Creation: Rule Britannia Dress

Can you imagine I’ve sewed something for a sewalong? It currently is #SewBlueFebruary and while I didn’t have that in mind as I bought the fabric, I later realised that I could join in. See, the fabric has blue in it.

The Britannia

Last Spring I saw a documentary on Queen Elizabeth II, BBC had made it in honour of the diamond jubilee. It was very easy to state two things: One, the queen is so much cooler than our king and two, I want to see this documentary on the Swedish king (it was very neutral and a Swedish documentary would be either pro or con monarchy). Another thing that stuck by me was how fondly the queen spoke of her yacht, the Britannia. One of the queen’s grandchildren talked about that the yacht was the only place where the queen could totally be herself, which I can understand as she was out at sea with no risk of paparazzi or journalists stalking her. In 1997 the British government decided that the ship was too expensive and the queen had to give up her beloved ship. It is now a museum in Edinburgh, if I’m ever there I will make sure to visit it.

The Inspiration and Aquisition

Anyway, this fabric came out in 2012 and I thought it was too much. Then I saw Anna’s (of Mormor hade stil) dress in that fabric and as I stumbled across a 1.75 m piece in the scrap bin at the store I bought it since she made the fabric work. Thus, I ended up with a comfortable dress in an abstract British flag dress. (Husband did not see that it was inspired by the British flag, my sister did). The fabric is a Jersey from Stoff och Stil. I didn’t sew it on my overlocker, I wanted to sew and not worry about working the machine, so it is completely sewn on my regular machine.

Rule Britannia Dress (4)

The pattern is McCall’s “Perfect knit dress” (5974, OOP), which I won from Stephanie at Starcross Sewing. I did view A with a U-neckline and short sleeves, it was the only version I could squeeze out from my piece.
This is a Palmer & Pletsch pattern so it has slash lines for alterations printed on the pattern, this prompted me to make my very first FBA. It fits great! So well that even my husband pointed it out. Why haven’t I bothered with these before? Lazy self! I added one inch on the bodice, so two inches in total. It was probably at bit too much, so for my next version I’ll take it down a bit. I also took the dress in at the side seams with 0.5 cm per side, it was also shortened to hit me at the knee. I finished the neckline with twin stitch on a narrow hem, for any upcoming versions I’m thinking I might make a band finish instead as the stitching stretched the neckline a bit.

Rule Britannia Dress (6)

Final Thoughts
I love wearing this dress! It is comforatble and fun, yet appropriate. Does it fit in with my style words? Comfortable, colourful, feminine, put together and structure. I think so! I paid 137 SEK (€15.5) for the fabric and it became a dress that fits beautifully and is fun. I’m expecting heavy rotation on this dress and have already planned another one with the same pattern. That one, however, requires pattern matching (striped fabric).

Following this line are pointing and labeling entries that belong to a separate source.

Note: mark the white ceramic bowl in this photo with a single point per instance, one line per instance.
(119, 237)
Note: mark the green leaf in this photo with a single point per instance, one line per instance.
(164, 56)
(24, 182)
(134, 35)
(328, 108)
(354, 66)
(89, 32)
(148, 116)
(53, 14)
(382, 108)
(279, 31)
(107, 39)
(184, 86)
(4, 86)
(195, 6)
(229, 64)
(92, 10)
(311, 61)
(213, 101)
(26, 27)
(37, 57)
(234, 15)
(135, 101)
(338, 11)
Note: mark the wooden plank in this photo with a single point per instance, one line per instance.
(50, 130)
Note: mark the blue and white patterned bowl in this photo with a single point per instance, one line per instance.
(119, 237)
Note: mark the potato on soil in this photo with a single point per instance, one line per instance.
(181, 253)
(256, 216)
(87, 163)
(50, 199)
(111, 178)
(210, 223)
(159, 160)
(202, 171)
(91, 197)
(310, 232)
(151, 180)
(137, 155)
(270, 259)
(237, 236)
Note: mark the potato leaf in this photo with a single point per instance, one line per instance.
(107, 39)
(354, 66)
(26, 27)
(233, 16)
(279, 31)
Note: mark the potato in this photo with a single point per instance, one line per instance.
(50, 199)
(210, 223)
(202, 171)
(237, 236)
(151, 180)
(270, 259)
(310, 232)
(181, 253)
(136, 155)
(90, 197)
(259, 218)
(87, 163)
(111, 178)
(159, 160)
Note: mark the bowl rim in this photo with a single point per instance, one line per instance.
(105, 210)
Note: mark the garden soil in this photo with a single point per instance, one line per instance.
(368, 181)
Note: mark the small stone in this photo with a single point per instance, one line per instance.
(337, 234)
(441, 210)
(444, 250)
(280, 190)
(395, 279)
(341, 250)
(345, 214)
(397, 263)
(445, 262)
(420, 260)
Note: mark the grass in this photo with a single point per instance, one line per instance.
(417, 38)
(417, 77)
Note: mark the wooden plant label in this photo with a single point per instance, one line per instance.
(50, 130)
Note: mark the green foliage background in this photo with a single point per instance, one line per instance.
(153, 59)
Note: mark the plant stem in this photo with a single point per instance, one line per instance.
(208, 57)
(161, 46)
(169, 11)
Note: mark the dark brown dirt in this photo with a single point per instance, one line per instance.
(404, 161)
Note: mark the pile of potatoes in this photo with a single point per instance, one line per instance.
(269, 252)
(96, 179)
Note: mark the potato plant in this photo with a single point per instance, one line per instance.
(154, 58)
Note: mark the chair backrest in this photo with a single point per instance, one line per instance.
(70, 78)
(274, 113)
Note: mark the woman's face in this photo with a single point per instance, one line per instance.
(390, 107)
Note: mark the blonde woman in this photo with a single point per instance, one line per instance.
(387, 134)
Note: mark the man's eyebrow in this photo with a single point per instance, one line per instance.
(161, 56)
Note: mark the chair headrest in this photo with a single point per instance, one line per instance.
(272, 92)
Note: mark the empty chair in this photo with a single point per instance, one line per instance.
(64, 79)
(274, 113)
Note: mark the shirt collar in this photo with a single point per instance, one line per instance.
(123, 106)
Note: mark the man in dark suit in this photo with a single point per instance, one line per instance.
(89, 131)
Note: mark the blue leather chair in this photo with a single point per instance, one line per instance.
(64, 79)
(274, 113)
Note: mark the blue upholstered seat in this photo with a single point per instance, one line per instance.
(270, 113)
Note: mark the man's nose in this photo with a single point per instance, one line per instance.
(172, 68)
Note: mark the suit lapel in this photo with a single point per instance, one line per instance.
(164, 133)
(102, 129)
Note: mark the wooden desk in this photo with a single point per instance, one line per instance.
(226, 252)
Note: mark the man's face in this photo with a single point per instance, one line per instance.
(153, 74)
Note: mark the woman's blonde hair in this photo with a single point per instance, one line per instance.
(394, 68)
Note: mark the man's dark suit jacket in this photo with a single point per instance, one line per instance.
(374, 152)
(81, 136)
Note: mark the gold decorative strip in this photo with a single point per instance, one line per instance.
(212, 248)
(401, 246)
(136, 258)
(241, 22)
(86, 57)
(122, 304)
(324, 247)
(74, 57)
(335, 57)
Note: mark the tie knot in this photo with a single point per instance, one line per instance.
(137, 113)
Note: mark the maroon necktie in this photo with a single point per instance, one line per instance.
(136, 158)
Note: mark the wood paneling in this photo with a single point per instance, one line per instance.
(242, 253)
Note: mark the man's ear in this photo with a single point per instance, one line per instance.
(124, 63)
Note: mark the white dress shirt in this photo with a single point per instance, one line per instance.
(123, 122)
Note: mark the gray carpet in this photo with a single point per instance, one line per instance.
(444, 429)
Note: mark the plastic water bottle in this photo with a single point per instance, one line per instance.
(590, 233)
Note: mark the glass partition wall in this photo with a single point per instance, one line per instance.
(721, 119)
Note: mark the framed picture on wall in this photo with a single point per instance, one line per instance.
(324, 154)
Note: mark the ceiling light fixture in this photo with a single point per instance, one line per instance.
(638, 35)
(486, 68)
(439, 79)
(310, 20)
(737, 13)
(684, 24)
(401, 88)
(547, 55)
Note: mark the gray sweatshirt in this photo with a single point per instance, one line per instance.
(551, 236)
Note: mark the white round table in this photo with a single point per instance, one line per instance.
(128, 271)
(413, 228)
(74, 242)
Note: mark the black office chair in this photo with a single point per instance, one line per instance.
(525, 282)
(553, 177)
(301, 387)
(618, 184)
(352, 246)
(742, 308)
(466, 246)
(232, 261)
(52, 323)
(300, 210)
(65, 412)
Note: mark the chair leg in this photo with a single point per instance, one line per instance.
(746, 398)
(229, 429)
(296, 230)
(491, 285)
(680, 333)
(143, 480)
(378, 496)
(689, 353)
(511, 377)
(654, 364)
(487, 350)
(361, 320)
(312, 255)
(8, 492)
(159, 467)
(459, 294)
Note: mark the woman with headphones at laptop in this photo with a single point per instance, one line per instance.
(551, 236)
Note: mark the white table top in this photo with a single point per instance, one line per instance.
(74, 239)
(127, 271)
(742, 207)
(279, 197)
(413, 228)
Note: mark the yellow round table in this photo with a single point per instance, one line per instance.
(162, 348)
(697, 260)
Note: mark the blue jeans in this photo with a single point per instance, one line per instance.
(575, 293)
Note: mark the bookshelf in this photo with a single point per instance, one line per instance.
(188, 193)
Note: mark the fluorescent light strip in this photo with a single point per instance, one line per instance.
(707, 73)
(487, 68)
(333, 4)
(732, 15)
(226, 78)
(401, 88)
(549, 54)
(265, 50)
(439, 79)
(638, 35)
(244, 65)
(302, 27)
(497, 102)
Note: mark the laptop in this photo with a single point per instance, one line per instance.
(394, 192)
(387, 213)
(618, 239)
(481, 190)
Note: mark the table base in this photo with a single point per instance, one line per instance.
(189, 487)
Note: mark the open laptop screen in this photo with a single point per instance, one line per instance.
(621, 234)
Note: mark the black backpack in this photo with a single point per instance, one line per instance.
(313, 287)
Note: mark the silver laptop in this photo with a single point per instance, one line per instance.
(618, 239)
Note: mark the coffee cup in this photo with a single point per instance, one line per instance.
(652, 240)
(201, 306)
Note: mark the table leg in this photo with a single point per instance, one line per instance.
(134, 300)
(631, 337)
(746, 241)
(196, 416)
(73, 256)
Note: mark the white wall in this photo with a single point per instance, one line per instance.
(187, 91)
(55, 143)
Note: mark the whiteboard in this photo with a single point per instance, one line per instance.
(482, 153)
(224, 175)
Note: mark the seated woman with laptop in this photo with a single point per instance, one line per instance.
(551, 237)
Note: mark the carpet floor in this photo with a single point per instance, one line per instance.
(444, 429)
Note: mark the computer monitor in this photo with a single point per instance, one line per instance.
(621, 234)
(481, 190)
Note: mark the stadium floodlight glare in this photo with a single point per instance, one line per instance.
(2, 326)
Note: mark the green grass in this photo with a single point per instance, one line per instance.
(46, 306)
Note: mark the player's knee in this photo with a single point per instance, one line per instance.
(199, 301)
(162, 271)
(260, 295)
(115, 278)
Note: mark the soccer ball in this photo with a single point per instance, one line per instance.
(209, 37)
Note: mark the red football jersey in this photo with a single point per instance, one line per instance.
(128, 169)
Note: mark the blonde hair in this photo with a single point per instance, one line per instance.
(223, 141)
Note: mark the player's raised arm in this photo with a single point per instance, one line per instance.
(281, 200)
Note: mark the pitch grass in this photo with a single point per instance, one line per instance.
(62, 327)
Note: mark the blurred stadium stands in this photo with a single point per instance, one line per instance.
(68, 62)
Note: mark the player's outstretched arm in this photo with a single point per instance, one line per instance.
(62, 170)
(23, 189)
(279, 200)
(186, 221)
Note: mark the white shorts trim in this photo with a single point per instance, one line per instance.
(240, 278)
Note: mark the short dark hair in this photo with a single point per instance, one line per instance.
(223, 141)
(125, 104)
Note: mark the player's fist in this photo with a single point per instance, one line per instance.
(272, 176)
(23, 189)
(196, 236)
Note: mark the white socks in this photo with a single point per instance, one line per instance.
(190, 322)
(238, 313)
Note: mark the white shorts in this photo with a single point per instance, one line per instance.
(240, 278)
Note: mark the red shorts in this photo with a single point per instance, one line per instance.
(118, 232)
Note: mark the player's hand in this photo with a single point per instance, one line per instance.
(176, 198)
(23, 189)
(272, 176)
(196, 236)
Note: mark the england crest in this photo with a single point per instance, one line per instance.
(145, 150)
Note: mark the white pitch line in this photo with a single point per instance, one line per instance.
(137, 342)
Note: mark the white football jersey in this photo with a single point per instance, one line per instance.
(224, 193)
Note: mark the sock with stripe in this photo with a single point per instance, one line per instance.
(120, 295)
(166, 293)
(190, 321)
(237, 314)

Have you avoided any techniques out of fear? Do you do patriotic clothing, even if it’s not for your country?



8 thoughts on “Creation: Rule Britannia Dress

  1. Does wearing green on St. Patrick’s Day count? I did have a Union Jack t-shirt when I was a teenager…a Union Jack in the shape of a butterfly, that is.

    I like the dress! And that it has that British flag flair without being completely in your face about it.

  2. Really live the fabric. The dress highlights it!
    I figure instead of fearing a technique, try it and learn from your mistakes. This is what I am doing currently with a pants project. Fitting is a nightmare.